I also believe that existing and proposed turbine setbacks and other conservation strategies designed to mitigate on-site eagle losses at Two Rivers, and other area wind projects, are inadequate and will not reasonably arrest an inescapable, spiraling population sink for resident Golden Eagles, nor will these measures prevent increasing, long-term impacts to both migrant and over-wintering Golden Eagles. Simply put, there are specific, exceptional value Golden Eagle habitats and migration corridors where species population risks are too great to justify wind project siting. Although I am a strong renewable energy advocate, the anticipated extent and rate of growth of improperly sited wind projects in Albany and Carbon counties (and elsewhere in Wyoming) will have devastating effects on Golden Eagles and a host of other airborne wildlife… Moreover, a major justification…that this project is necessary to support climate action, is a false equivalency. While I do agree that climate change represents the greatest environmental threat the world faces today, and that extraordinary measures are needed immediately, the high cost to nationally important wildlife resources in Albany and Carbon counties do not justify additional wind development at this specific locale, not while other siting alternatives are available!
That line is powerful: “a major justification…that this project is necessary to support climate action, is a false equivalency.”
A few other points. The Golden Eagle is among the most iconic animals on the planet. It’s the national symbol of Mexico, Albania, Germany, Austria, and Kazakhstan, a distinction that makes it the most common national animal in the world.

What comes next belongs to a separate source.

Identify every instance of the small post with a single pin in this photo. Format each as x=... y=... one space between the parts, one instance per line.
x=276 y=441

And yet, now a Canadian company is trying to get permission for a project that will allow it to collect millions of dollars in subsidies courtesy of American taxpayers.
How much might Calgary-based BluEarth collect in U.S. tax credits thanks to the production tax credit, which was extended by Congress last year in the Inflation Reduction Act? My calculations, based on 420 megawatts of capacity and a PTC of $26 per megawatt-hour, show that BluEarth could collect about $32 million per year in federal tax credits each year. What about Anschutz’s Chokecherry and Sierra Madre project, which started construction last April? At 3,000 megawatts of capacity, and a PTC of $26 per megawatt-hour, the Denver billionaire’s company could end up collecting as much as $225 million per year in federal tax credits. Who knew that killing Bald and Golden Eagles could come with such lavish tax breaks?

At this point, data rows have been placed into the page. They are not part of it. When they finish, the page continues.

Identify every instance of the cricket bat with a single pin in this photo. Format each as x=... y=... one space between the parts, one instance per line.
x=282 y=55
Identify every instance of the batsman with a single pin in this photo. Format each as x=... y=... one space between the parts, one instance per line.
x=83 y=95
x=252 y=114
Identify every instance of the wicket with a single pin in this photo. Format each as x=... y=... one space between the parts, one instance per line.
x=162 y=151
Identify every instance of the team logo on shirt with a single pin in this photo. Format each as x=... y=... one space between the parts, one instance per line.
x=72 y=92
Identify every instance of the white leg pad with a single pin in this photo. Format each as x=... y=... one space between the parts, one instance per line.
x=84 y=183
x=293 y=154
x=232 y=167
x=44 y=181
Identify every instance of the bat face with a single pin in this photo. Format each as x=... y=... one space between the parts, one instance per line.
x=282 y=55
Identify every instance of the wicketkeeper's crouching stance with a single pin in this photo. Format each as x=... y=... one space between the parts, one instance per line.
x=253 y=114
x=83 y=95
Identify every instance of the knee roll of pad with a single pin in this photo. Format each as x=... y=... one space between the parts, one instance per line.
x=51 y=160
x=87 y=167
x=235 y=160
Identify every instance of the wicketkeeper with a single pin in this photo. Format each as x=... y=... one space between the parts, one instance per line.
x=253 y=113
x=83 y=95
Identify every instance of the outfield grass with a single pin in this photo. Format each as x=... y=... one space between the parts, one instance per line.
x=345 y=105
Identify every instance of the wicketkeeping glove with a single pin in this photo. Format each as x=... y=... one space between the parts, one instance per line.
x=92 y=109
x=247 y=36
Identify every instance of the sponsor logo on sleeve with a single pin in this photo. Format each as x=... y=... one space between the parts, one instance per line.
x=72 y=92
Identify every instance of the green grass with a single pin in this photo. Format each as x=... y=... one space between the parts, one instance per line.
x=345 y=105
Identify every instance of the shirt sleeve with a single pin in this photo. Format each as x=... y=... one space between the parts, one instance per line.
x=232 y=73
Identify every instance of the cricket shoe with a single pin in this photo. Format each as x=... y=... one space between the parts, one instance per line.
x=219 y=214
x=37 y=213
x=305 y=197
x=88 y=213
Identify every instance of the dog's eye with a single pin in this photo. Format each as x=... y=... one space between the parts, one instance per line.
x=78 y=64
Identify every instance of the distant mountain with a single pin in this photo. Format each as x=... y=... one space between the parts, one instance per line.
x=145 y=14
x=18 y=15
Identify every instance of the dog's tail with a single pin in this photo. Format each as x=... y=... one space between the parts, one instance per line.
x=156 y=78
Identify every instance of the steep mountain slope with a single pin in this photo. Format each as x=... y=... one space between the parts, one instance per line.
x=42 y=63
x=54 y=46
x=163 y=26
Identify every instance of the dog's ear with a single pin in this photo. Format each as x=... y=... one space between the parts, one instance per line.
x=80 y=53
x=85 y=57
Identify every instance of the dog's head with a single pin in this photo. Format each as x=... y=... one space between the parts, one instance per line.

A few days ago, here on Substack, Michael Shellenberger and Leighton Woodhouse underscored the “environmental betrayal” underway as some of the biggest NGOs in the country including the Audubon Society and National Wildlife Federation “betray the precautionary principle by risking the extinction of the North Atlantic Right Whale.”
An almost identical betrayal is afoot in Wyoming.
I have been saying the same thing for more than a decade, and I will say it again here: Killing our most-iconic wildlife in the hope that a few hundred (or thousand) wind turbines will have a measurable impact on climate change is nonsense on stilts. Federal authorities should heed what Lockhart said in his comments to the BLM: when it comes to the Golden Eagle, the “species population risks are too great to justify” permitting more wind projects in Wyoming. Federal authorities should reject the application for the Two Rivers wind project. And while they are at it, they should rescind the permit for the Chokecherry and Sierra Madre project.